30曲入っていて1000円以下なのでお得度も高いです。
ビートルズで言うところの "The Bearles 1" みたいな存在。
こっちはNo1ヒット集じゃないですが、最近のコンピレーション盤なので幅広い年代から選曲されています。(ココモも入ってます)
次に特におすすめの時期のアルバムを。(オリジナルアルバム)
Pet Sounds以外は"2in1"なのでお得です。(2001年デジタルリマスター盤)
これも2in1仕様です。余裕があればぜひ。
初期のサーフィン、ホットロッドの楽曲はやはり外せません。
未完成だった "SMiLE" の破片ではあるんだけど、輝く破片の数々。Smiley Smile と
Surf's Up は "SMiLE" がリリースされてからもやはり名盤。
で、その "SMiLE" を2004年に「完成」させたブライアン・ウィルソンのアルバムも必聴。
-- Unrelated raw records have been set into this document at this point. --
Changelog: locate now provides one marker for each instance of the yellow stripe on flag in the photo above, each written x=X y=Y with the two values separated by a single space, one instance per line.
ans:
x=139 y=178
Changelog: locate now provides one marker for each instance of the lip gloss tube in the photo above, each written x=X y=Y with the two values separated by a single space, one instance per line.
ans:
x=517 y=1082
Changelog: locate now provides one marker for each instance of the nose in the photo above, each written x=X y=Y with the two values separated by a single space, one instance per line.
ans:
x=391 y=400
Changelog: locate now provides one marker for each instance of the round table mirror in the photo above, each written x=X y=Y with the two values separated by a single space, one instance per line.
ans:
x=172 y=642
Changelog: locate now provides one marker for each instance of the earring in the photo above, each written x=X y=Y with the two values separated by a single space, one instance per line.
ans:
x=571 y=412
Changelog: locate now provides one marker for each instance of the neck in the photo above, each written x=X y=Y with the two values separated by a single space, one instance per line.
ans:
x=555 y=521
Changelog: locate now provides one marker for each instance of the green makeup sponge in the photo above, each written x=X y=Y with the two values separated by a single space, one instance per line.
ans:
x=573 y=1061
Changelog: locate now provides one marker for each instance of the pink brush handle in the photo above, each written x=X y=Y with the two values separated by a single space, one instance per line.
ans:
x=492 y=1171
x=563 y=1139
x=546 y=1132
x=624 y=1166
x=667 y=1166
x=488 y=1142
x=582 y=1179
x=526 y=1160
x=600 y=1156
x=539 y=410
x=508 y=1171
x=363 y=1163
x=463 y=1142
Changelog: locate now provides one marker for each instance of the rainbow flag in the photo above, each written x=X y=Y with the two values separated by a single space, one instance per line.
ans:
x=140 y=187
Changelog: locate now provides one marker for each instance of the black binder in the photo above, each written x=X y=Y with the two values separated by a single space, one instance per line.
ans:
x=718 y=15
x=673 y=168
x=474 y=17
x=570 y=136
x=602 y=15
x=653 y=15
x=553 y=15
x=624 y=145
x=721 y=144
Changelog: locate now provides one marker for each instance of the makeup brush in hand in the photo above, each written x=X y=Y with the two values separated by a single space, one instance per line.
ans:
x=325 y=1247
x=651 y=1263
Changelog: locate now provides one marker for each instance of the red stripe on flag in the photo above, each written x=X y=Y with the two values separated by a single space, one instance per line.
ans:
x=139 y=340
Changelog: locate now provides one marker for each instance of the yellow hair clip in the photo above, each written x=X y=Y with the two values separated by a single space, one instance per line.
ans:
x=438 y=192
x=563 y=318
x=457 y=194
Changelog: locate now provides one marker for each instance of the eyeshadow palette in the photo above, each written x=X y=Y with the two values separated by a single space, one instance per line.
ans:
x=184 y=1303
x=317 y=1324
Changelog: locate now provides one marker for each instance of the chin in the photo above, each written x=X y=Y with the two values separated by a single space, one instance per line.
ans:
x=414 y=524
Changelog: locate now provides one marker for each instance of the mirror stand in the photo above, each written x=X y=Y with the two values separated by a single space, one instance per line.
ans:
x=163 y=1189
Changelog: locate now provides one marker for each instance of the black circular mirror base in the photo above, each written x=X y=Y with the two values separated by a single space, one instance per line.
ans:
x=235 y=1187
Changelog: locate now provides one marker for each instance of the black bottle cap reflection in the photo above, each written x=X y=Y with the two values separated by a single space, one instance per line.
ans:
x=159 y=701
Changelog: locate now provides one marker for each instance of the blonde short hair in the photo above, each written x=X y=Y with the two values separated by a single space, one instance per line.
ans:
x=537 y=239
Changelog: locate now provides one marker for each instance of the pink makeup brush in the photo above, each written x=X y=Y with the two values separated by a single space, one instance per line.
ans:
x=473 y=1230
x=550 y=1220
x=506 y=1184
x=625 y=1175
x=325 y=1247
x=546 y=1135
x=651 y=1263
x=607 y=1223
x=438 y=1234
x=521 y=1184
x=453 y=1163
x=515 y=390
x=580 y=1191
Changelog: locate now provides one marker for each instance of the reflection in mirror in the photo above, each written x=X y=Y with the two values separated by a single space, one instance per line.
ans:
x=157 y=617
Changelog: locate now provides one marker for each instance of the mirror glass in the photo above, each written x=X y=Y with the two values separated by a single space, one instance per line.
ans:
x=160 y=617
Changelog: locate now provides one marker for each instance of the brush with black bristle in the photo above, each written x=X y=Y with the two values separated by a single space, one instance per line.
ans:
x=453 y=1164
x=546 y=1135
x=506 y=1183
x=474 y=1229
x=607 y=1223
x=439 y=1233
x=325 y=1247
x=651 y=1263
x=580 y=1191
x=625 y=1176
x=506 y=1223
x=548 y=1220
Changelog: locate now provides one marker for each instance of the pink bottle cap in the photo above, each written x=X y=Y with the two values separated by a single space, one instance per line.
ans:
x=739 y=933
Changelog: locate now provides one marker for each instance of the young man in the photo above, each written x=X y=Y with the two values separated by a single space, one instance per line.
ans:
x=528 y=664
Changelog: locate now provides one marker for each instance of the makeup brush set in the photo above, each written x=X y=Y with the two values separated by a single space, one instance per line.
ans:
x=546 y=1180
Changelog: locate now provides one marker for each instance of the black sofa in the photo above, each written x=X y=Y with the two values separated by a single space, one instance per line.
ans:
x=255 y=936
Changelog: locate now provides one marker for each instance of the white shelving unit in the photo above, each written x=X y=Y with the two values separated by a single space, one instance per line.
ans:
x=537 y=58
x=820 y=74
"SMiLE" の破片を2004年にブライアンが「完成」させたものをベースに、当時の破片、その後のアルバムに収録されたものを組み合わせたのが "Smile Sessions"。
やはりこれは上級者向けだと思います。(「これから」の人にビートルズ・アンソロジーをすすめないのと同じ理由)
日本盤だと紙ジャケだったり萩原健太さんが入魂のライナーノーツが入っているんで、余裕がある方は日本盤がおすすめです。